Wie lebt es sich als älterer Mensch in der ostdeutschen Provinz? Wie fühlt es sich an, durch einen unsichtbaren Graben von der mittleren oder gar jungen Generation getrennt zu sein? Günter de Bruyn erzählt davon - meisterhaft.

Von Bettina Greve, dpa 23.10.2018, 16:55

Berlin (dpa) - Zunächst hatte Hedy Leydenfrost nicht vor, ihren anstehenden runden Geburtstag zu feiern.
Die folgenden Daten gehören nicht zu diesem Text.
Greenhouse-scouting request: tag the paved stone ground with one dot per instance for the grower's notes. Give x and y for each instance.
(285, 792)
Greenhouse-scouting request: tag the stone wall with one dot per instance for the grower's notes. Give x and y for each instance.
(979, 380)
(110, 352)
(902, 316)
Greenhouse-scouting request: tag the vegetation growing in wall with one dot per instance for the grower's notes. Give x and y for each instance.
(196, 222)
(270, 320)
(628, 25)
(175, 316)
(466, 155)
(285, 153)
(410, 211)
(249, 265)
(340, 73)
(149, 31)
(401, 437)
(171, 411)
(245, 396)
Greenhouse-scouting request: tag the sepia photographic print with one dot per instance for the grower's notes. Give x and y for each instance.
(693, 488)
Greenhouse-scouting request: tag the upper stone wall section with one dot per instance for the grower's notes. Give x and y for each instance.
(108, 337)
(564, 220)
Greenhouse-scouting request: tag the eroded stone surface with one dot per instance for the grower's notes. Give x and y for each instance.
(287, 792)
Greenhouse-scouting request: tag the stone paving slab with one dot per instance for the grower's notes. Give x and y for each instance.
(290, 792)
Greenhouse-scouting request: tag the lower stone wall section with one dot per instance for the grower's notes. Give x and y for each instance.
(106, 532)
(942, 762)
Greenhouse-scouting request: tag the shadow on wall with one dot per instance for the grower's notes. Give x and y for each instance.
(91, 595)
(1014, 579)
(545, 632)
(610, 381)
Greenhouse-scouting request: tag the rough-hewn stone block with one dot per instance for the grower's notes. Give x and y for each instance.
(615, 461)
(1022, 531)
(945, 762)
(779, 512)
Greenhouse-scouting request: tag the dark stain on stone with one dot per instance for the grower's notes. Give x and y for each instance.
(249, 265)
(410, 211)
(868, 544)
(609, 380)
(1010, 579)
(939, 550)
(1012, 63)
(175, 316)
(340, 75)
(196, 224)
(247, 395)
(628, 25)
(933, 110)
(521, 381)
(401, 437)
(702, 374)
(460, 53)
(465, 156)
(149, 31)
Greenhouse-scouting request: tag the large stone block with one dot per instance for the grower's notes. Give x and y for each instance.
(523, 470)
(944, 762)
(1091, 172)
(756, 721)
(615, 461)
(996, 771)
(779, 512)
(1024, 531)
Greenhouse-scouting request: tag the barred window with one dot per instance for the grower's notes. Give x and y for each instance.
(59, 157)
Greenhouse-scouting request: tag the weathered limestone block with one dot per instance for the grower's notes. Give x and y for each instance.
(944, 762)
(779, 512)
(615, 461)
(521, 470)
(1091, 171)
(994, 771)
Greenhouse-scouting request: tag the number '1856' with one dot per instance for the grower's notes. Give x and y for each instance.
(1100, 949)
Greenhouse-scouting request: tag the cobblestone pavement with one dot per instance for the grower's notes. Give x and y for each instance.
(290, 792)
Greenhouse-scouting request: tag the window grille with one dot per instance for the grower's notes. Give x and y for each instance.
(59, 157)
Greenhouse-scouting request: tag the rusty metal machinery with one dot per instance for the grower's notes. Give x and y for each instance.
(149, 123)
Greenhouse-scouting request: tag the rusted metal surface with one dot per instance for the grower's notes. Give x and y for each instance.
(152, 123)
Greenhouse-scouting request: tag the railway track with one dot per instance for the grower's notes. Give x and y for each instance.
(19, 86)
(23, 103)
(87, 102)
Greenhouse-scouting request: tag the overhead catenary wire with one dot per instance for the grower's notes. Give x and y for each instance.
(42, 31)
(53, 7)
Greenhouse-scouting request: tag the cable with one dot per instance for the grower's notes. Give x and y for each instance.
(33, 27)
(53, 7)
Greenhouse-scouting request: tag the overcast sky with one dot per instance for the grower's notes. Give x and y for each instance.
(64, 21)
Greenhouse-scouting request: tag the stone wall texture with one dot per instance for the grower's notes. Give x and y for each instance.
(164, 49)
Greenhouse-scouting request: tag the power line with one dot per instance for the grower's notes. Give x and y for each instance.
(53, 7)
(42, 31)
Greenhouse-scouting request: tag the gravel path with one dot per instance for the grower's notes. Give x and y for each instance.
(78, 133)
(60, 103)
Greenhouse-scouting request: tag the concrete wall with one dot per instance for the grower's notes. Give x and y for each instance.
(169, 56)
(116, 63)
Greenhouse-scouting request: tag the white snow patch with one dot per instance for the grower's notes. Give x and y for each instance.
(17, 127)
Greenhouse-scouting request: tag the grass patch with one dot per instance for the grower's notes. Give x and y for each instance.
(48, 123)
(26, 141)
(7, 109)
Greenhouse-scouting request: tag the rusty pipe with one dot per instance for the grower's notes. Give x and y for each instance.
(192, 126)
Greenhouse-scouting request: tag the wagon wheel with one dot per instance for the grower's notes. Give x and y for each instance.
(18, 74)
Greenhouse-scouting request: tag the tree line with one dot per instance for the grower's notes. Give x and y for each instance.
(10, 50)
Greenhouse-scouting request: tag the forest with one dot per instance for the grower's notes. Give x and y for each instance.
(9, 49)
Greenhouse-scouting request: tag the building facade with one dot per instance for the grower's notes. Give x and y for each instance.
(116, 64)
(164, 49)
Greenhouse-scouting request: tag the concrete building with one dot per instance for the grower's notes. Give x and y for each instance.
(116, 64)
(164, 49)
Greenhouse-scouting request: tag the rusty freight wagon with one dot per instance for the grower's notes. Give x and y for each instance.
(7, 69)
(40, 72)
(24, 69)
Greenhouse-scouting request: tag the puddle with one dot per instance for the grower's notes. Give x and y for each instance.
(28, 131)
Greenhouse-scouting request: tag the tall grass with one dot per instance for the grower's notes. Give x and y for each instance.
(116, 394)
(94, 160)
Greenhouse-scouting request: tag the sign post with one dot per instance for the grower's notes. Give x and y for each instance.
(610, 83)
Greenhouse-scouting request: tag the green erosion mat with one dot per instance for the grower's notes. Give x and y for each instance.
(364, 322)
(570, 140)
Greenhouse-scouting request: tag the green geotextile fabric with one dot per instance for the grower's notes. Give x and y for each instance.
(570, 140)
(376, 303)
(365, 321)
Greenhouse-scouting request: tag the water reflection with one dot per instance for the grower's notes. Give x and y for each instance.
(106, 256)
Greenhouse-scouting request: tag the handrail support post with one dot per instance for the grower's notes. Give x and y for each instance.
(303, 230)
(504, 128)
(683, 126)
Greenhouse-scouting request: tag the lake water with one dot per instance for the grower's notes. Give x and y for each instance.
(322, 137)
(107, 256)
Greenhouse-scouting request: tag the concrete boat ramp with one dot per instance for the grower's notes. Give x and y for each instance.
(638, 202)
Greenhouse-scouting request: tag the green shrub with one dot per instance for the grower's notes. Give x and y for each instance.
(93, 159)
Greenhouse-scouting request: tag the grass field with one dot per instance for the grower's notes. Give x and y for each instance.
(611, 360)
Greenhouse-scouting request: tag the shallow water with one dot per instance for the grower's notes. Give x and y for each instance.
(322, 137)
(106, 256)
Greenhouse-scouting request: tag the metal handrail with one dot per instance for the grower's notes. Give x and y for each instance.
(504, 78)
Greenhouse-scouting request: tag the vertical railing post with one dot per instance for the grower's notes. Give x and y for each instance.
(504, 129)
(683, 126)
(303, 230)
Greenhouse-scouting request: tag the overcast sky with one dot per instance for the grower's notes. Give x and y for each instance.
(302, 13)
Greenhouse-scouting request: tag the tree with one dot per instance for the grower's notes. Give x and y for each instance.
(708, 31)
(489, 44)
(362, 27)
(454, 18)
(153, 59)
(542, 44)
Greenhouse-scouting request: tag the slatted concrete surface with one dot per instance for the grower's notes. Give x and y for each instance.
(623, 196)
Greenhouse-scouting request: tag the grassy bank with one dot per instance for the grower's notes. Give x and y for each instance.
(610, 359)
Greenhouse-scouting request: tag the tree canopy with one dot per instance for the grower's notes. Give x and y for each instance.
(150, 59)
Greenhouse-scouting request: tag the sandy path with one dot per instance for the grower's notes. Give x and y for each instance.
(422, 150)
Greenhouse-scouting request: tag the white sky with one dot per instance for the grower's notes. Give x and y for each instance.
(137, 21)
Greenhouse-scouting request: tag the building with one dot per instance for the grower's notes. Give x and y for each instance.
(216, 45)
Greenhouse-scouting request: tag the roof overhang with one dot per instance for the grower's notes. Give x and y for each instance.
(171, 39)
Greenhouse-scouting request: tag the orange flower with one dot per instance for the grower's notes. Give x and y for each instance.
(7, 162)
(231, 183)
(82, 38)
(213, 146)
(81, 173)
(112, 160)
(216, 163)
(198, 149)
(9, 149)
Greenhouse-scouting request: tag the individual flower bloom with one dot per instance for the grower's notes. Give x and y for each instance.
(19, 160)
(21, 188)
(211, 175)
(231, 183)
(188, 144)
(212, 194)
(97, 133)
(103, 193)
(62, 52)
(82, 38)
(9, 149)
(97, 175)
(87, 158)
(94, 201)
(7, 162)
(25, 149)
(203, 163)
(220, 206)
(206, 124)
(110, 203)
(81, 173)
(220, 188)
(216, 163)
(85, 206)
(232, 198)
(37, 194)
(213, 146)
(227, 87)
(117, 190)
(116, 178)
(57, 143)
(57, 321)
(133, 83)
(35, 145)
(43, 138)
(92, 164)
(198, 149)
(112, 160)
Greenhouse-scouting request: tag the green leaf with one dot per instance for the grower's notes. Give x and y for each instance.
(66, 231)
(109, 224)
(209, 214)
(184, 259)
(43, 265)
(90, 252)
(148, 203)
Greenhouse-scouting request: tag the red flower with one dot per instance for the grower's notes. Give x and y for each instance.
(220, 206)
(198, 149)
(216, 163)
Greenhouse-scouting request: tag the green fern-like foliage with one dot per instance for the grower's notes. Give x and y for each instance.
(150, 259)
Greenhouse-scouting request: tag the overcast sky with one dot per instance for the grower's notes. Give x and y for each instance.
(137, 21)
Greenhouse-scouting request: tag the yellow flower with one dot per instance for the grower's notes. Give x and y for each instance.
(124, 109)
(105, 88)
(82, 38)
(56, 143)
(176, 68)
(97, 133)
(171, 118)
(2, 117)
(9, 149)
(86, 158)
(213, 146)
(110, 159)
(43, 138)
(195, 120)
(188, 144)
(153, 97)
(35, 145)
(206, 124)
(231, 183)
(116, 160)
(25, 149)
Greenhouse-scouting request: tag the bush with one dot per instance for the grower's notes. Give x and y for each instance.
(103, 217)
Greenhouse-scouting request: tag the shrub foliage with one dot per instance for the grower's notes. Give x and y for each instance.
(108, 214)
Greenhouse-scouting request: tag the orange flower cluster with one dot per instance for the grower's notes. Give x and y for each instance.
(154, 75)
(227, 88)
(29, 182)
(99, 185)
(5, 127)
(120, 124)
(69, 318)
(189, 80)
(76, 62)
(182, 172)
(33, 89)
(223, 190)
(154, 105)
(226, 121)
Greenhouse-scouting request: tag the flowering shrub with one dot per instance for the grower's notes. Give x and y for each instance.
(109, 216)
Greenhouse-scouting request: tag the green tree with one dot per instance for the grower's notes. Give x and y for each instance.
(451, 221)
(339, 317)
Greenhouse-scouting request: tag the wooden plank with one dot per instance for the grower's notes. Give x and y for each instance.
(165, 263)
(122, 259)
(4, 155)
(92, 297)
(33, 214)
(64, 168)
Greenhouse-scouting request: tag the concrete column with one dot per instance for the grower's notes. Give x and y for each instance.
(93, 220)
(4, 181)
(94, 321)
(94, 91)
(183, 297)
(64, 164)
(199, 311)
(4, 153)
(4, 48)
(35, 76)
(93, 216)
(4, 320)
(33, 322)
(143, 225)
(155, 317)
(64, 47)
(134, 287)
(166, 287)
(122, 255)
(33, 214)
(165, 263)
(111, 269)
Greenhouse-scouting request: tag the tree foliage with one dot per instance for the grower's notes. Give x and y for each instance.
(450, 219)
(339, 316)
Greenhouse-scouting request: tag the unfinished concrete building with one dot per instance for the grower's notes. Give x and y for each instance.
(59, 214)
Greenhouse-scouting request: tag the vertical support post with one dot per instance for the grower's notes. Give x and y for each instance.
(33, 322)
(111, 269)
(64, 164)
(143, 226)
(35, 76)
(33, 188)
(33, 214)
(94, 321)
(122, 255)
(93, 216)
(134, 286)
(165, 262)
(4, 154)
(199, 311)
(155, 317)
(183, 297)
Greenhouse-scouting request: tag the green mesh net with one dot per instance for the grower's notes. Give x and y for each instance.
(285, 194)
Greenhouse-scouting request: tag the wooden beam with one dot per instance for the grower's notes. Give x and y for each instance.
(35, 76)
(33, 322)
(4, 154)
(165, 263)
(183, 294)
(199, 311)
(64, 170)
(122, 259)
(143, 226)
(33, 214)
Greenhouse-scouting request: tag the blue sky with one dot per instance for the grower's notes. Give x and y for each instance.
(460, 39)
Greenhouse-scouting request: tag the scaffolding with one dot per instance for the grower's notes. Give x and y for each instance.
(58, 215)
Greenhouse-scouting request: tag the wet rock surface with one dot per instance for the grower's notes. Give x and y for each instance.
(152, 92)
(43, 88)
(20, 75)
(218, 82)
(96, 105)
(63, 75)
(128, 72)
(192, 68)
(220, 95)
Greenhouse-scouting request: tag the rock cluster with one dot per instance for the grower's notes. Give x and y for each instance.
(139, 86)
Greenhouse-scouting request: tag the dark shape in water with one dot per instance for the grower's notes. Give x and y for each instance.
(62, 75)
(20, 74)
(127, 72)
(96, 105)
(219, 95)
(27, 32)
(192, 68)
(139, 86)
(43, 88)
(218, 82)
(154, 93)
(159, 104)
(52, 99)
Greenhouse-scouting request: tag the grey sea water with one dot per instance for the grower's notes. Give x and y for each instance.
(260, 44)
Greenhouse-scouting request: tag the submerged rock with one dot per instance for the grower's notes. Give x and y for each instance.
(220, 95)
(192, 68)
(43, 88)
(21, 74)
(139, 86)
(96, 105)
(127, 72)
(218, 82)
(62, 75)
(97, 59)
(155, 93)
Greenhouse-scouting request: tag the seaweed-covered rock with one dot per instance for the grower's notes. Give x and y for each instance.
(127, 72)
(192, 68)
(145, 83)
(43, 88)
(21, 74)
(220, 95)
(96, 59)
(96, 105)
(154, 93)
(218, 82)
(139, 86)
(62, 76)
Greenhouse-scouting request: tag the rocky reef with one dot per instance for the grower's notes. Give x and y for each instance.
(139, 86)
Doch als ihre Familie die Idee hat, zum Ehrentag der noch 89-Jährigen einen Förderverein für Flüchtlingskinder zu gründen und für diesen um Spenden zu bitten, ist sie am Ende einverstanden.

Die hochbetagte Dame war früher politisch aktiv, als sie noch im Westen lebte, eine unerschrockene Kämpferin der APO. Die Vorstellung, aktiv an der von Kanzlerin Merkel propagierten "Willkommenskultur" mitzuwirken, lässt sie nun wieder aufblühen. Jetzt im Alter teilt sie sich im brandenburgischen Dorf ihrer Kindheit ein ehemals stattliches Gutshaus aus Familienbesitz mit ihrem etwas jüngeren Bruder Leonhardt, genannt Leo. Dieser ist der eigentliche Protagonist im Roman "Der neunzigste Geburtstag" und Sprachrohr des Autors.

Nach jahrelanger Pause als Romancier legt Günter de Bruyn nun ein fiktionales, wenn auch offenbar autobiografisch durchwirktes Spätwerk nach. Wie sein geistiger Vater war auch Leo lange vor der Wende einmal Bibliothekar in Ost-Berlin, ein belesener und kulturgeschichtlich bewanderter Feingeist, der sich niemals mit dem SED-Regime gemein gemacht hat. Trauer um den Untergang der DDR ist ihm fremd. Der Autor legt seiner Hauptfigur Sätze in den Mund wie: "Einen ehemaligen Stasi-Häuptling liebenswert zu finden, ist wirklich zu viel verlangt."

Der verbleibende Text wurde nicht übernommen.